A psychotic redneck runs a dilapidated hotel in the backwater swamps of Louisiana, killing people who upset him or his business and feeding them to his giant pet crocodile that he keeps locked up in the swamp.
Tobe Hooper’s follow up to The Texas Chain Saw Massacreis this? Boy, the dude really fell from grace quickly didn’t he? Shot in the same grainy, low budget style that made The Texas Chain Saw Massacresuch a grim classic, Death Trapcomes off as wanting to be a Leatherface and co. follow up but never really does anything worthwhile to achieve that goal. It’s almost as if Hooper caught lightning in bottle with his previous film and attempts to replicate that success, simply substituting backwoods Texas for rural Louisiana. Whilst Death Trap isn’t a particularly well-made film, there’s no question that it’s got a strangely perverse quality which warrants at least a look.
Death Trap’s main problem is that the narrative is all over the place. The story here doesn’t follow any major plot threads and meanders between the numerous random strangers who end up at the hotel before being offed by crazy Judd for whatever reason. There is the underlying search for the missing hooker from the beginning but most of the characters who visit the hotel aren’t involved in this search so it begs the question of whether it is actually the main plot or not. We never really know what pushes Judd over the edge to kill either so by the time he’s taken care of another stranger, you’re just happy to sit back and believe that the guy is just a total fruitcake.

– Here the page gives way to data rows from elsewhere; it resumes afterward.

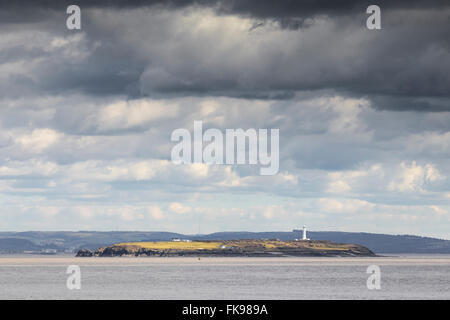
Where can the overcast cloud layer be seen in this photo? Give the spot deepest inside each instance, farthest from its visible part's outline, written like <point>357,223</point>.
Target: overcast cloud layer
<point>364,116</point>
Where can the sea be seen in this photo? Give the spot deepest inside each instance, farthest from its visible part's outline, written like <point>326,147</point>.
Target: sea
<point>398,277</point>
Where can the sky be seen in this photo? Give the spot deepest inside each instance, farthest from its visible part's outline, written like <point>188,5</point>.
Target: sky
<point>363,115</point>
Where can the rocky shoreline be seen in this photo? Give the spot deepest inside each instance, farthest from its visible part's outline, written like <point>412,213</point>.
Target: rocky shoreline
<point>237,248</point>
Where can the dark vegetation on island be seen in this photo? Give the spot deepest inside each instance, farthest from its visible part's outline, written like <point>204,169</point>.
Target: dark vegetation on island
<point>240,248</point>
<point>71,242</point>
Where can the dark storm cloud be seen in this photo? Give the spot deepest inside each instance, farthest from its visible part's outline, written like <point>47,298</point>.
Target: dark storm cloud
<point>404,66</point>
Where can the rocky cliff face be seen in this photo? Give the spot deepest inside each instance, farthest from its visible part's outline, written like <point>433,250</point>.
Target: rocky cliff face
<point>253,248</point>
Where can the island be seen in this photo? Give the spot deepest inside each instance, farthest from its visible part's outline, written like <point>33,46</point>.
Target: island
<point>226,248</point>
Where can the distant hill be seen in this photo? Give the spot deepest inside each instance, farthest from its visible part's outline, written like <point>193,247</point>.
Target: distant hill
<point>65,241</point>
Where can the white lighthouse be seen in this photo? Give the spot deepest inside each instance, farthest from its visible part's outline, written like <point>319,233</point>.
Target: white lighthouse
<point>304,234</point>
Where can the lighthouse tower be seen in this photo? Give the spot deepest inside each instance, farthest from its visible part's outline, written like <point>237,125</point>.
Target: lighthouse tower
<point>304,234</point>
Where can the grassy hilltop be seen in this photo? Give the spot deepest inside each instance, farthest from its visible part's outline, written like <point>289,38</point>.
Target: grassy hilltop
<point>246,247</point>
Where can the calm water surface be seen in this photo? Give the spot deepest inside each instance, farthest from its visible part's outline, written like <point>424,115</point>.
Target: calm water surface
<point>402,277</point>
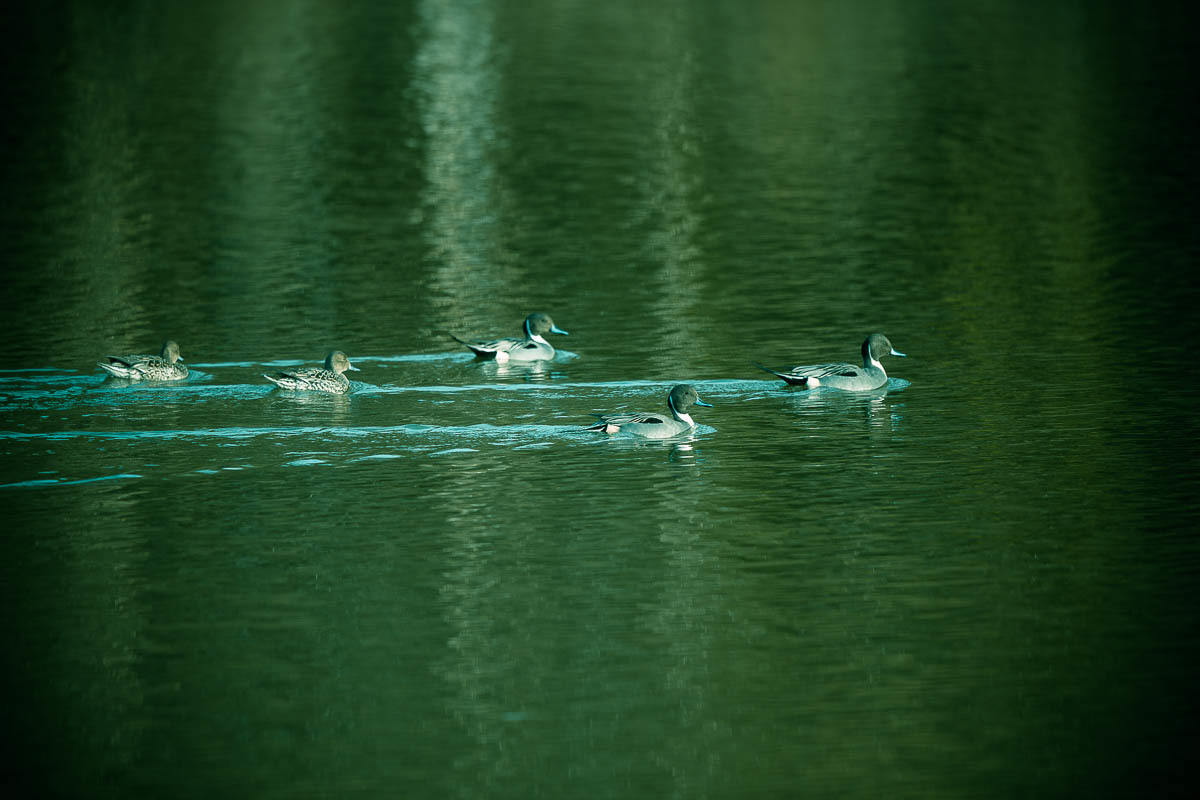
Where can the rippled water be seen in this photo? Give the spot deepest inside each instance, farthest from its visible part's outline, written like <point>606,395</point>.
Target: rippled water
<point>978,581</point>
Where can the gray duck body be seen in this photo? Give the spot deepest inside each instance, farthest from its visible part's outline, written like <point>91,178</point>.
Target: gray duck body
<point>329,379</point>
<point>846,377</point>
<point>533,347</point>
<point>168,365</point>
<point>655,426</point>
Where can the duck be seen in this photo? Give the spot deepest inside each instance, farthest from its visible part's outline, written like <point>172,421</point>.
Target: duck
<point>655,426</point>
<point>846,377</point>
<point>168,365</point>
<point>317,379</point>
<point>533,347</point>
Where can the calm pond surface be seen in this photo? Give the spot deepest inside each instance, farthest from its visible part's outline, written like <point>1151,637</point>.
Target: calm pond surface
<point>979,581</point>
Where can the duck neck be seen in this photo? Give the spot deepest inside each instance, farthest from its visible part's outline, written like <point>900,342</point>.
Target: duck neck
<point>533,337</point>
<point>679,415</point>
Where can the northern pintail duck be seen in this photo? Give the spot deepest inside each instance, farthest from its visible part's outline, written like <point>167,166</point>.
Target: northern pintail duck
<point>843,376</point>
<point>532,348</point>
<point>317,379</point>
<point>168,365</point>
<point>655,426</point>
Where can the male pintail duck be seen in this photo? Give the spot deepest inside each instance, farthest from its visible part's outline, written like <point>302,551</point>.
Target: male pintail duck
<point>317,379</point>
<point>844,376</point>
<point>655,426</point>
<point>532,348</point>
<point>168,365</point>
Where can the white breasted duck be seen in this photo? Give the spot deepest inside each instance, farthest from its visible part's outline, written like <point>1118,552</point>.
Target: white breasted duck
<point>532,348</point>
<point>843,376</point>
<point>655,426</point>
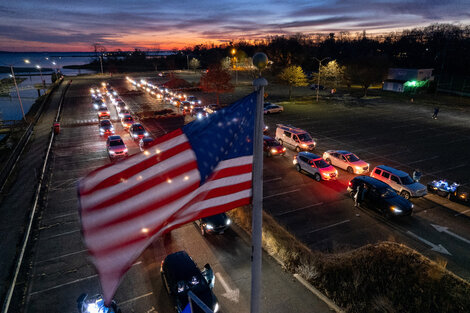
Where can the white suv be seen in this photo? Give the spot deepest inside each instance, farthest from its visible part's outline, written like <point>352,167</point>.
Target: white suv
<point>295,138</point>
<point>399,180</point>
<point>346,160</point>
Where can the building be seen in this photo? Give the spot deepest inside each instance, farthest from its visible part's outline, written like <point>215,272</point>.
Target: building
<point>402,79</point>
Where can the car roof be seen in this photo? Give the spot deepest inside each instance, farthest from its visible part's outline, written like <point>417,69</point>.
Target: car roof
<point>392,170</point>
<point>181,266</point>
<point>114,137</point>
<point>309,155</point>
<point>372,181</point>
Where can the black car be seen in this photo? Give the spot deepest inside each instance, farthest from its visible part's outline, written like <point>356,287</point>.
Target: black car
<point>181,274</point>
<point>215,224</point>
<point>381,197</point>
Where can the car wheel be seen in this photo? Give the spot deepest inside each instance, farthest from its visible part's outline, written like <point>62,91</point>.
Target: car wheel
<point>405,194</point>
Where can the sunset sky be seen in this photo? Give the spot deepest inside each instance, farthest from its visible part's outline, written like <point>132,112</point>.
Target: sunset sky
<point>74,25</point>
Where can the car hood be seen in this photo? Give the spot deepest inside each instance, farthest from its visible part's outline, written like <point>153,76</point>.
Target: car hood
<point>400,202</point>
<point>360,163</point>
<point>415,186</point>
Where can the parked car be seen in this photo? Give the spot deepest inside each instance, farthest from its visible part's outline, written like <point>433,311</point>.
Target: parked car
<point>295,138</point>
<point>314,165</point>
<point>381,197</point>
<point>103,112</point>
<point>116,147</point>
<point>180,274</point>
<point>106,128</point>
<point>137,131</point>
<point>145,143</point>
<point>399,181</point>
<point>127,121</point>
<point>215,224</point>
<point>273,108</point>
<point>346,160</point>
<point>272,147</point>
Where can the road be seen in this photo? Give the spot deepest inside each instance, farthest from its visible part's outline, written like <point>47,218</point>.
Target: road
<point>59,268</point>
<point>322,215</point>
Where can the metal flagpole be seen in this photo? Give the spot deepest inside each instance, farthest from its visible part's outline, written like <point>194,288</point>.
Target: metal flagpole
<point>17,91</point>
<point>260,60</point>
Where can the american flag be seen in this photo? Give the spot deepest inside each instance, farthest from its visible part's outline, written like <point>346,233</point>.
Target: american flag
<point>199,170</point>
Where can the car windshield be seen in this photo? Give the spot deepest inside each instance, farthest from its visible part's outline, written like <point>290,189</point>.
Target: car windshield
<point>304,137</point>
<point>115,143</point>
<point>352,157</point>
<point>320,163</point>
<point>387,193</point>
<point>406,180</point>
<point>272,143</point>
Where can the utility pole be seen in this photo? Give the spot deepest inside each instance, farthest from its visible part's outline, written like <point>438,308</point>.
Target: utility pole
<point>17,92</point>
<point>319,73</point>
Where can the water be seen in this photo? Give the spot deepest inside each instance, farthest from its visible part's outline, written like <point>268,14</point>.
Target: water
<point>9,105</point>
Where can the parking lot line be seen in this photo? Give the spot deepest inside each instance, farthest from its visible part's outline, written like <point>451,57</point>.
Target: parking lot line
<point>272,179</point>
<point>329,226</point>
<point>300,209</point>
<point>281,193</point>
<point>70,282</point>
<point>422,160</point>
<point>63,234</point>
<point>136,298</point>
<point>61,256</point>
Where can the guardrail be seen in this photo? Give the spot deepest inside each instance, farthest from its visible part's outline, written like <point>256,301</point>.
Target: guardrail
<point>15,155</point>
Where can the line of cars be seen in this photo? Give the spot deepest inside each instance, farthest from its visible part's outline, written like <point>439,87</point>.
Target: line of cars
<point>115,146</point>
<point>387,189</point>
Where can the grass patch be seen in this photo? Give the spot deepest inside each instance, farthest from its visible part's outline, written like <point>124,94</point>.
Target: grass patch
<point>383,277</point>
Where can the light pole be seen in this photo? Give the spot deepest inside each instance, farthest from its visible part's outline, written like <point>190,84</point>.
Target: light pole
<point>319,72</point>
<point>17,92</point>
<point>40,72</point>
<point>233,52</point>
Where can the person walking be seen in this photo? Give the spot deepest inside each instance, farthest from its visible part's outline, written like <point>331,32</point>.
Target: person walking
<point>417,175</point>
<point>208,274</point>
<point>359,195</point>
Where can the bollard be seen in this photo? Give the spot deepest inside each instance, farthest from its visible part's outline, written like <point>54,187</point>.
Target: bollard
<point>56,128</point>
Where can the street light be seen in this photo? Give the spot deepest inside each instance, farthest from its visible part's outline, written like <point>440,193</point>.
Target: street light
<point>233,52</point>
<point>319,72</point>
<point>40,72</point>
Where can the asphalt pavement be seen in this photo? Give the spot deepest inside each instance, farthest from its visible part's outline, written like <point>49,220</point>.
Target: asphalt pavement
<point>59,266</point>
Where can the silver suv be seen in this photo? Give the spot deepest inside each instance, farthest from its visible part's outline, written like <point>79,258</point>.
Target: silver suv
<point>399,180</point>
<point>116,147</point>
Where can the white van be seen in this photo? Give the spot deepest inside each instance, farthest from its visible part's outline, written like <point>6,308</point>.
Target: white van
<point>294,138</point>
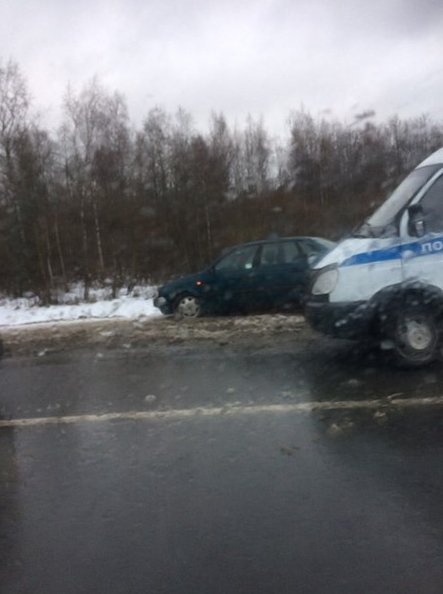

The script really needed some serious work here.
As expected for a low budget film, the crocodile doesn’t look too hot (or an alligator as some characters in the film claim) and has limited movement. But thankfully Hooper realised this and keeps it mainly covered in the swamp, only using it sparingly for a few shots where actors try and free themselves from the jaws of the model monster. No one and nothing is spared from this croc, even a poor dog!
But the croc isn’t the main source of violence from the film – that comes from Judd himself who is a dab hand with a scythe. Hooper shoots the death scenes here with gritty realism. Too often in horror films, one blow is enough to kill someone. Here, Hooper strings the death out, causing victims to bleed or gasp for breath as they hit the floor, trying in vain to escape or defend themselves. Death isn’t instant and this is where Hooper earns brownie points. As with The Texas Chain Saw Massacre, you know that the victims here are suffering and going through hell before they eventually die. There’s a reasonably smattering of blood and Hooper even throws in some T&A to try and liven things up. But Death Trap is slow going and excitement is in short supply. The scenes drag out way longer than needed, the exposition takes for too long and there are only a handful of half-decent set pieces which are few and far between.
As for the cast, well it’s a pretty decent bunch of performances given the craziness around them. Neville Brand is great as Judd. I don’t think he had much of a clue where the character should be heading so he went for it and it works though Hooper could have cut back the amount of time he gave to his rambling monologues. Robert Englund, looking very young and pre-Freddy Krueger fame, appears as a horny redneck that uses the hotel as a meeting ground for hookers. Marilyn Burns, fresh from screaming her lungs out in the finale of The Texas Chain Saw Massacre, is also in the film.
Death Trap is far too similar to The Texas Chain Saw Massacre to work, given that it’s not a patch on its predecessor and seems content in trying to replicate its success without knowing why it has become a classic. Death Trap has got a few decent moments but there’s very little to stop the craziness, an incoherent script and lack of solid direction from ripping it up.